To dump the disk distribution with the inode number instead of the file name, run the following commands:
mmlsattr -D --inode-number <SnapPath/InodeNumber>
mmlsattr --dump-data-block-disk-numbers --inode-number <SnapPath/InodeNumber>
After the correct gpfs.readReplicaRule string is determined and the file data is verified to be valid, then the data block replica mismatches in the file can be repaired with the following command:
mmrestripefile -c <Filename>
After the repair is completed, you can delete the gpfs.readReplicaRule extended attribute. Alternatively, you can defer repair of the file and continue to do read and write operations on the file with the gpfs.readReplicaRule extended attribute present.
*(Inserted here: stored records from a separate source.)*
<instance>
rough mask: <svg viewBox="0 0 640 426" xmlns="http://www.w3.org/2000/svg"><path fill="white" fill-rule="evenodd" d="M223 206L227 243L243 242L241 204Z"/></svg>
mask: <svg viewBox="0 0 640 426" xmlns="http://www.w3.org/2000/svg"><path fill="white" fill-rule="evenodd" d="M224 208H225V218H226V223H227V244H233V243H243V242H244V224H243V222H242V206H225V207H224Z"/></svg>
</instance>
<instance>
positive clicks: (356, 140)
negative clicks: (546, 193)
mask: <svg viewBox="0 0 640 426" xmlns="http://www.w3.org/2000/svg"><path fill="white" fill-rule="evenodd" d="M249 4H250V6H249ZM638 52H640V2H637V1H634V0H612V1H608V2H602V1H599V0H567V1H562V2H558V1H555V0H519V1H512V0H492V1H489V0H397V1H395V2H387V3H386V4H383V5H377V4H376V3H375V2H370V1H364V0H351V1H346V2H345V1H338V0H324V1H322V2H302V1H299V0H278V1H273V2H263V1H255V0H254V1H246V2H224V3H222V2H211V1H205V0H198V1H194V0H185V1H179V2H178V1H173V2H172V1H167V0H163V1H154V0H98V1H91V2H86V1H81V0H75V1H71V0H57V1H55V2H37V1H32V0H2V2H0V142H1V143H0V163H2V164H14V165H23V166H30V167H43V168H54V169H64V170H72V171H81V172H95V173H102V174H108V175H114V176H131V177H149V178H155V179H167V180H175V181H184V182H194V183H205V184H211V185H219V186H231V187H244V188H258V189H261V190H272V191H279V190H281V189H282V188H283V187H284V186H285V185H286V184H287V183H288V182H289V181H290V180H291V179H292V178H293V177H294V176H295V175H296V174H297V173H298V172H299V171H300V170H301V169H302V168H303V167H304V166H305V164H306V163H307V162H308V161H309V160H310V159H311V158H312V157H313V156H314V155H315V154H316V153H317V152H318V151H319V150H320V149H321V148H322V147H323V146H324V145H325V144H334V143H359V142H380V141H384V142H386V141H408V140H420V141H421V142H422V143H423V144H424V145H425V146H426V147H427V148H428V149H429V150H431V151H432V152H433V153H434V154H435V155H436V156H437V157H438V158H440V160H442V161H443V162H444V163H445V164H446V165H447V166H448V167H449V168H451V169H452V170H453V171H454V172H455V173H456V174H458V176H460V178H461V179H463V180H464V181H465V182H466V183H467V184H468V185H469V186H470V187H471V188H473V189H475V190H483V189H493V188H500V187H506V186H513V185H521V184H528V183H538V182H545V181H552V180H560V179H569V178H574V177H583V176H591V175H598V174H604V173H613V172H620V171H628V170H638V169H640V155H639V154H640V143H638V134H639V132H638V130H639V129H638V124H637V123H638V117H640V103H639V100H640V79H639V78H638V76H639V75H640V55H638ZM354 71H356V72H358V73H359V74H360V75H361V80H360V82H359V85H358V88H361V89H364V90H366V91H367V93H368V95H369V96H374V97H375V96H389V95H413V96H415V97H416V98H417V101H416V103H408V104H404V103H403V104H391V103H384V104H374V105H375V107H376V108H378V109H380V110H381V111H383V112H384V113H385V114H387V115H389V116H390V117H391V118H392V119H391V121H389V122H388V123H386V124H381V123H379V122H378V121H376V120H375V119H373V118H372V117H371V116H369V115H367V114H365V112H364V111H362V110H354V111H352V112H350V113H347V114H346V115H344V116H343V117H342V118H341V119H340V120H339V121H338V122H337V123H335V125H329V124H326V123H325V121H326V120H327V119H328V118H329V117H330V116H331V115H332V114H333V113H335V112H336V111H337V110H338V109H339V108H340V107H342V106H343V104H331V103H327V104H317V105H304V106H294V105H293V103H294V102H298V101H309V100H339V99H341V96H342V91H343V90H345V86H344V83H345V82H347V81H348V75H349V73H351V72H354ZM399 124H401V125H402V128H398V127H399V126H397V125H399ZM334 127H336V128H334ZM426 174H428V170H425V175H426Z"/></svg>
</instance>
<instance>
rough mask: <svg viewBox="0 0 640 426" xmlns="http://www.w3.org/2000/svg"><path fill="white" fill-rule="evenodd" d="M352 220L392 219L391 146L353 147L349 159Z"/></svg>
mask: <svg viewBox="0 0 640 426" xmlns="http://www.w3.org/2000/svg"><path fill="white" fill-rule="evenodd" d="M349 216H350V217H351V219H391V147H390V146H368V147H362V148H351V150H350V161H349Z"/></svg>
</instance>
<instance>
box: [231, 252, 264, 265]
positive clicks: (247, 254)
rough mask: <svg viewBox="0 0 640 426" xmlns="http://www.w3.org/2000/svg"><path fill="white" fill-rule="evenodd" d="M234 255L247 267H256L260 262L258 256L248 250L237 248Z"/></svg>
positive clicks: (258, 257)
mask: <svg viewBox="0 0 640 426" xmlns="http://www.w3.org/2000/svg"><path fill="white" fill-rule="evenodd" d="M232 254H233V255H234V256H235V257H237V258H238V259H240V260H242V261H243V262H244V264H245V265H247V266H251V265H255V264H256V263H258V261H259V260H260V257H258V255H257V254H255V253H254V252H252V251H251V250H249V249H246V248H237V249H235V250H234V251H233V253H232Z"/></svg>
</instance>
- Identify the mismatched data block replicas in a file.
- Ensure that the readReplicaRuleEnabled global configuration option is set to yes.
- Write the gpfs.readReplicaRule extended attribute to select a replica index for each data block with mismatched replicas.
- Verify that the gpfs.readReplicaRule extended attribute selects the replicas as expected with the mmlsattr -D command.
- Validate the file by processing it through its associated application. Note: The validation process should involve only reads of the file. Any attempt to write to the blocks with mismatched replicas will overwrite all replicas. If the replica that is selected by the gpfs.readReplicaRule extended attribute is incorrect, then writing to the block using the bad replica will permanently corrupt the block.
- If the file validation fails, then retry steps 2, 3, and 4 with a different replica index for the problem data blocks.
- After the file passes validation, repair the data block replica mismatches in the file with the mmrestripefile -c command.
- Delete the gpfs.readReplicaRule extended attribute.